My Wedding Day -- 5-10-2015 |
He is so romantic, and sometimes I just stomp all over that. I feel bad about it later, but it's so hard to handle that sometimes because I've been so down on myself my whole life. My husband and I attribute that to how I've been treated by not only strangers, but my own family for my entire life. I'm not trying to do this for them. I stopped talking to them. I'm trying to do this for me.
I haven't yet weighed myself today. I'm' fixin' to do it in a few hours when I get home from work... just before I cook dinner/breakfast.
My stats are the same, then:
Starting weight: 415 lbs
Current weight: 404.8 lbs
Long-term Goal: 145 lbs
Short-term Goal: 399 lbs
I may update this after I weigh in. I'm struggling with the daily stats vs. daily weigh-in thing. On the one hand, I don't want to weigh in daily and save it for an end-of-the-week thing. On the other hand, I don't want to provide stats daily that may not be accurately reflecting the daily shifts of my weight. On the third hand, there is no third hand. People generally only have two.

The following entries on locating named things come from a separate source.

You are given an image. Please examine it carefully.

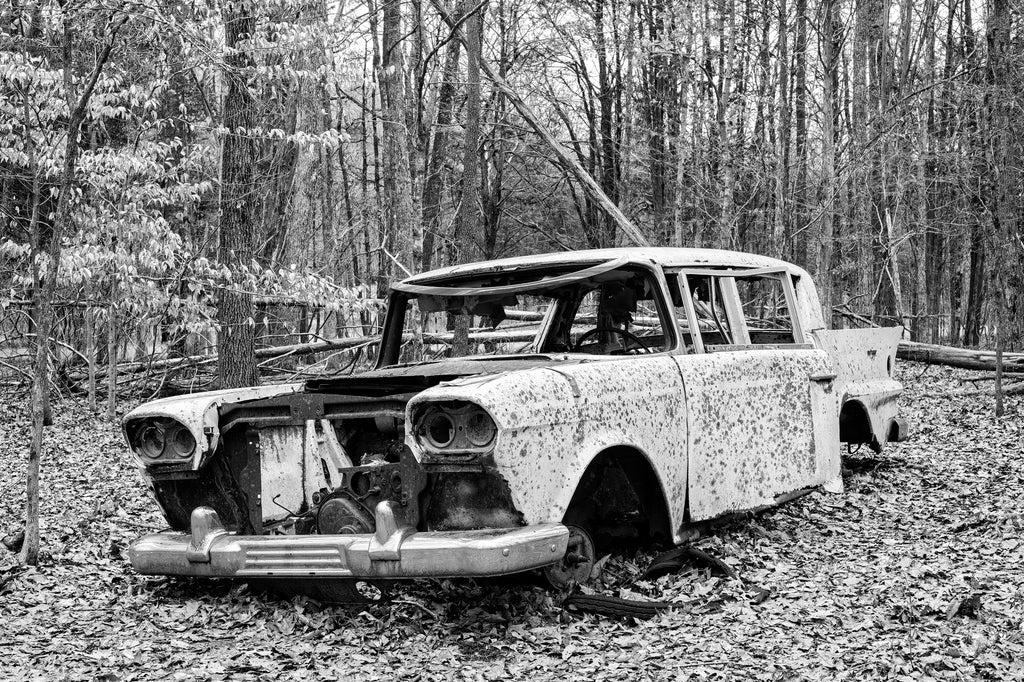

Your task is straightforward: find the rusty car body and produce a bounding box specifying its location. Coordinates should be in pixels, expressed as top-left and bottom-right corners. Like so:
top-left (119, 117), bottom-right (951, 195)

top-left (124, 248), bottom-right (906, 583)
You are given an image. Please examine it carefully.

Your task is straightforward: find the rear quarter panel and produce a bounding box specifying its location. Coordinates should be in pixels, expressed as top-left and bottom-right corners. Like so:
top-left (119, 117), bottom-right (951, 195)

top-left (812, 327), bottom-right (903, 443)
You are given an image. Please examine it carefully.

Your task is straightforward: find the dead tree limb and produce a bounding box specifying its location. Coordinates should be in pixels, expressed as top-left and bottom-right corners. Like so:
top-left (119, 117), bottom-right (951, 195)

top-left (896, 341), bottom-right (1024, 374)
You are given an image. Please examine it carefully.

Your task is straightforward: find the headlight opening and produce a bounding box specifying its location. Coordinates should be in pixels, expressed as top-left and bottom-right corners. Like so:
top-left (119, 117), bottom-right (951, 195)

top-left (416, 402), bottom-right (498, 453)
top-left (128, 418), bottom-right (196, 462)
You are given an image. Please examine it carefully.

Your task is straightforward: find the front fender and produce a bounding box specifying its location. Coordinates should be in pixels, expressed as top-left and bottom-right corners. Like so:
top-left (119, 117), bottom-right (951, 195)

top-left (407, 355), bottom-right (686, 526)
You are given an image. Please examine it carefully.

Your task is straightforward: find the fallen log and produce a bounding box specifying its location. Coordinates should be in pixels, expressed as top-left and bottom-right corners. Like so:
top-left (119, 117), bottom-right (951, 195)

top-left (896, 341), bottom-right (1024, 374)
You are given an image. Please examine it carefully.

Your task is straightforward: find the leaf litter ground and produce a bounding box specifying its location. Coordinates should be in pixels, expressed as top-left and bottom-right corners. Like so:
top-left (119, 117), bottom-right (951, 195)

Maybe i can add a stat, like, to differentiate between daily and WTD (week-to-date) or something. Seems pointless to do that. I'll do the daily thing. So now the dilemma is whether to wait to write the daily post until 6:00 AM when I'm home and I can weigh myself, or to write the post at work (like I'm doing now) and update the stats later after I post it? Ugh! Decisions! I hate "adulting."
My decision here and now is this: I will write when I feel like writing, and I will update the post later if I have more to say. Then I will also have an opportunity to update my stats. As long as the writing/updating/posting occurs withing my "day" (which is, like, 6:00 PM on one day to 6:00 PM on the next day), I will be fine. Today is technically the 23rd for me as my day has not yet ended. The 24th, for me, starts after 6:00 PM. I have a plan. It's a good one.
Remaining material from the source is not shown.